近くて、そしてとても遠い距離間。まるで家族の様な、この関係性が好きだった。
関係性と言ったら、子海石先生とアルファも好き。
子海石先生は過去にロボット開発にも携わった年配の女性医師。
事故にあったアルファを治療した医師であり、アルファと過ごす時間を楽しんでいる1人。
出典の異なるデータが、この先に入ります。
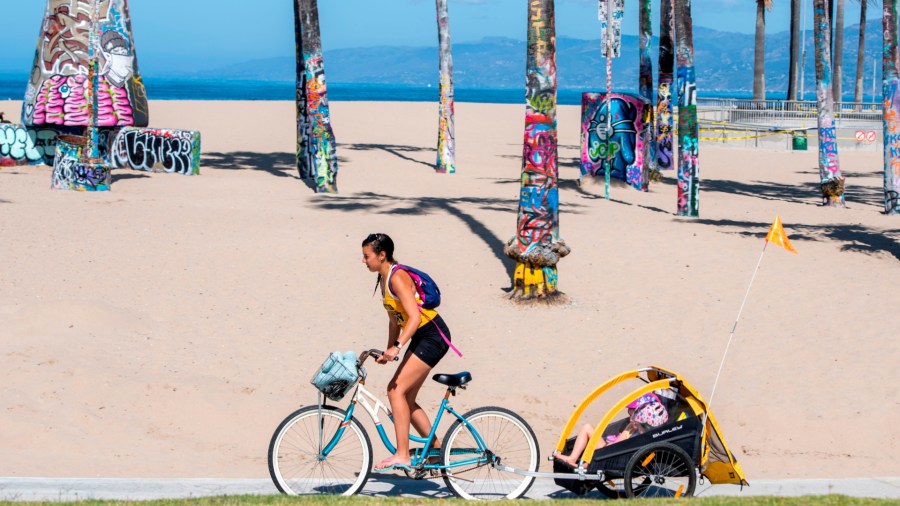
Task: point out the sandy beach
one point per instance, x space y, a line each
165 328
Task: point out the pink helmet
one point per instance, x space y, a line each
648 409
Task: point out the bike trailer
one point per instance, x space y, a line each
678 435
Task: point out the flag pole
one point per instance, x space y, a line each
730 338
609 53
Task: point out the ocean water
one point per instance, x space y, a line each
13 88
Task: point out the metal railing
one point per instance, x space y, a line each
783 113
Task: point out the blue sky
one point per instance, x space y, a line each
182 35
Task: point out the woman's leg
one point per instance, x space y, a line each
402 392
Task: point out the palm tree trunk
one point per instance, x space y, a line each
316 157
645 87
838 48
537 248
664 123
446 155
759 56
861 53
794 72
688 131
891 110
829 164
しかし、アルファに過去の実験の決着をつける為にある頼み事をしたり、
自分が高校生時代からつけていたネックレスを、
より未来にまで生きるアルファに託したりとロマンチストな側面が素敵。
個人的アルファさんが1年程旅に出る話もまた好き。
人々の生活をアルファさん視点で見ていくその土地土地の様子。
それは明らかに私達の知っている日本とはとてもかけ離れている。
土地が荒れているし、道を綺麗では無いから徒歩での旅になる。
でも、確実に世界観が広がった展開だったと思う。
国会の看板がついた田舎の小学校のような門。
人の頭よりも大きな柿に、飛行機の定期便の男性ロボットのパイロット・ナイとの出会い。
劇的な展開は無かった。
でも淡々と関東地方を旅して、時にはアルバイトで路銀を稼ぎながら見分を広げる。
こういうの。
ちょっと。ちょっと憧れる。
癖になる漫画だった。
ゾッとするほどに不気味な世界観ながら、そこで暮らす人々は今日も明日も生きている。
そこには文明が終わってしまう事に対する焦燥感や恐怖は無く、
むしろ無邪気にいつもどおりの日常を楽しそうに生きている。
そんなアンバランスな作風が、奇跡的なバランスで成り立っている作品だと思う。
この世界に何があったのか知りたいという気持ちと、
知りたくないという気持ちが、互いに反発しあっている。
知ったら無邪気にこの漫画が読めなくなる気がしてさ。
ちょっと複雑。
温かい日常とSFのコントラストが美しい。そんな漫画でした。
また時間を空けて、読み返したい。